Beitragvon bele » Mi 7. Sep 2011, 12:16

Du nennst es Pfusch, ein anderer nennt es vielleicht den gesunden Menschenverstand. Es gibt Messfehler, es gibt Erhebungs- und Übertragungsfehler und deshalb haben die Statistiker Maße wie den getrimmten Mittelwert überhaupt erst erfunden. Und warum raten wir denn dazu alle Daten visuell zu überprüfen wenn wir nachher dem visuellen Befund keine Bedeutung beimessen und einfach nach Schema weiter auswerten?
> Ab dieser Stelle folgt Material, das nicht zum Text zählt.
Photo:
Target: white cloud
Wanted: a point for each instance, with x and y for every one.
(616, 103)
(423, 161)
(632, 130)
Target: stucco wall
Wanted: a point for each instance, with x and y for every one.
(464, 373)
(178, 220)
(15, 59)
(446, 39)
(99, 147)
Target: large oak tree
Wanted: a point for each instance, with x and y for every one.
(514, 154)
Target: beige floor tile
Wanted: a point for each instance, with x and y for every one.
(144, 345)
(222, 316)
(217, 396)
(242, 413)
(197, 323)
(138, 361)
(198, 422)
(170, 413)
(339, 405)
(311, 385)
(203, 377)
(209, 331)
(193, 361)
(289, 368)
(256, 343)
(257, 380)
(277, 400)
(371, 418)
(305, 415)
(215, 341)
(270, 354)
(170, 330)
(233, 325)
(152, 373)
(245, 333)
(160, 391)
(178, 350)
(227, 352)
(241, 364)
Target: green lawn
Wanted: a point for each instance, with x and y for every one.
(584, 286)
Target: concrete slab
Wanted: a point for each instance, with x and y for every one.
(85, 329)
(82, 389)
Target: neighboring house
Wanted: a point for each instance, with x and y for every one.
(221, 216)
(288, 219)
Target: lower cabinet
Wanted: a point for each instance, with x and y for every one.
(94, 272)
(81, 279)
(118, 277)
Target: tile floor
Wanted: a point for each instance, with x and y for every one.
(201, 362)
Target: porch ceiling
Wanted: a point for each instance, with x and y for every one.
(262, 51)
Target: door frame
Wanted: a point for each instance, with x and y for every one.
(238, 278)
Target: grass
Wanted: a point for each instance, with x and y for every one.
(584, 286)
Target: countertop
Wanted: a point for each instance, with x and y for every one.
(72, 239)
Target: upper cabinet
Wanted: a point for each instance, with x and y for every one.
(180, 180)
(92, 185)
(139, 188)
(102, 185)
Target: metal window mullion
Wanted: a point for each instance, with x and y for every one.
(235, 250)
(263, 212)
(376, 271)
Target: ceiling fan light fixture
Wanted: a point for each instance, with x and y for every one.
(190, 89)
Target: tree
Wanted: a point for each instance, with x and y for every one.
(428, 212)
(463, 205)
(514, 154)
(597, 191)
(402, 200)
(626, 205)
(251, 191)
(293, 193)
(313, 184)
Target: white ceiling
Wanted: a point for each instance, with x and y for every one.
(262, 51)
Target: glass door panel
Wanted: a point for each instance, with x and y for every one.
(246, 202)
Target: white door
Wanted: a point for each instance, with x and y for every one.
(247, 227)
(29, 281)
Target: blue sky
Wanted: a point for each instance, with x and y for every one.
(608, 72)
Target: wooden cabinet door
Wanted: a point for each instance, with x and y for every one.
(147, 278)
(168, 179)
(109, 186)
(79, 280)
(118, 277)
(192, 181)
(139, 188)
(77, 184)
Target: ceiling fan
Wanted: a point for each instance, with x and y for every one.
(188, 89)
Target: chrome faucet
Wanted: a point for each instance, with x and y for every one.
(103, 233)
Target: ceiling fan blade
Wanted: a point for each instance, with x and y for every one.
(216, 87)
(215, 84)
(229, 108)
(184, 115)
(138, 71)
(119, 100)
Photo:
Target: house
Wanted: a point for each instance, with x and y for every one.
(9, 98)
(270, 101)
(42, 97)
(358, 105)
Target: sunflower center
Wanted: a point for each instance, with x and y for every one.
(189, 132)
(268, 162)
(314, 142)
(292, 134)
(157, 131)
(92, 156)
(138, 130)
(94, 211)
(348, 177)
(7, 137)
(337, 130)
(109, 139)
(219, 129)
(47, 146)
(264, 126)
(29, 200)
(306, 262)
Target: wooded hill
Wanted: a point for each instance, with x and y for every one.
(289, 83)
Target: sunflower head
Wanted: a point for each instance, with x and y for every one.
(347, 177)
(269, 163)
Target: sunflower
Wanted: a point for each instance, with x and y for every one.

Hier gibt es m. E. zwei widersprüchliche Ziele: Eine Diplomarbeit soll wissenschaftlichen Ansprüchen genügen, und da wird man erwarten dass Du Dir die Daten nicht zurecht biegst. Die Firma wird vllt. der These eines singulären Messfehlers die größte Likelihood zusprechen und ihre Entscheidungen lieber aufgrund der Daten ohne den "Messfehler" fällen wollen.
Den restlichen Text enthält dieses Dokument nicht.